Waltraud Schelkle wass ACES Visiting Scholar from 15-25 April.
Dr. Waltraud Schelkle, Associate Professor in Political Economy at the European Institute of the London School for Economics and Political Science (LSE), has visited the department of Political Science between 15-25 April, as a Visiting Scholar of the Amsterdam Centre for European Studies. She was invited by the Theme Group European Political Economy and Governance.
Waltraud Schelkle is an Associate Professor in Political Economy at the European Institute and has been at LSE since autumn 2001, teaching courses on the political economy of European integration at MSc and PhD level. She has previously worked as a development economist, from 1989-2002 as a staff member of the German Institute of Development in Berlin with a research focus on the financial system in development and doing her first PhD on India's development as a monetary economy since Independence (London 1994). Her research interests are the evolving economic governance of EMU and social policy reforms directed at financial markets.

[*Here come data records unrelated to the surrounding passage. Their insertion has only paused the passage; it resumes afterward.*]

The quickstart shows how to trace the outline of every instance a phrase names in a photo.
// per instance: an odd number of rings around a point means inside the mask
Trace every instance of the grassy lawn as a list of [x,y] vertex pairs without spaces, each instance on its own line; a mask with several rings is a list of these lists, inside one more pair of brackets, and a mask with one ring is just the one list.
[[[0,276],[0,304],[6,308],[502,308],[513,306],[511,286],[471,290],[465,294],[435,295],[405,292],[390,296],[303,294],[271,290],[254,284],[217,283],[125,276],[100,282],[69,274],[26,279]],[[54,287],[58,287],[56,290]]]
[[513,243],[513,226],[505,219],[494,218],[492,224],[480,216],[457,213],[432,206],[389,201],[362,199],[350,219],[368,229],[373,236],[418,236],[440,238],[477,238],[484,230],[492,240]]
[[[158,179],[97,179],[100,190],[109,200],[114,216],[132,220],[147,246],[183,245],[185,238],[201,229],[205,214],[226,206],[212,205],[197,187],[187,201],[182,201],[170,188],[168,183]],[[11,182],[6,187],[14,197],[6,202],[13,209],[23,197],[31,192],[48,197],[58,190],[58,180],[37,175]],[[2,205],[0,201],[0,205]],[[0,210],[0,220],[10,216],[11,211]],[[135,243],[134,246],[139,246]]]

Takis Pappas was ACES visiting scholar in January 2019. On January 15 he gave a lecture on populism for ACES researchers.
Takis S. Pappas (PhD Yale ΄96) is recurring Visiting Professor at the Central European University, Budapest, Hungary. In the past, he held teaching and research positions at the University of Macedonia (Greece), European University Institute, Princeton University, Yale University, the University of Strasbourg, the University of Oslo, the Albert-Ludwigs-Universität Freiburg, and the University of Luxembourg. His work has appeared in American Behavioral Scientist, Comparative Political Studies, Constellations, Government and Opposition, Journal of Democracy, Party Politics, West European Politics, and the Oxford Research Encyclopedia among others. He has authored Making Party Democracy in Greece (Macmillan 1999), The Charismatic Party: PASOK, Papandreou, Power (Patakis, 2009, in Greek), Populism and Crisis Politics in Greece (Palgrave 2014; also translated in Greek), On the Tightrope: National Crises and Political Acrobatics from Trikoupis to Tsipras (Ikaros 2017, in Greek), and co-edited European Populism in the Shadow of the Great Recession (ECPR Press, 2015. He is currently finishing a new book under the title Democratic Illiberalism: How Populism Grows to Menace Democracy.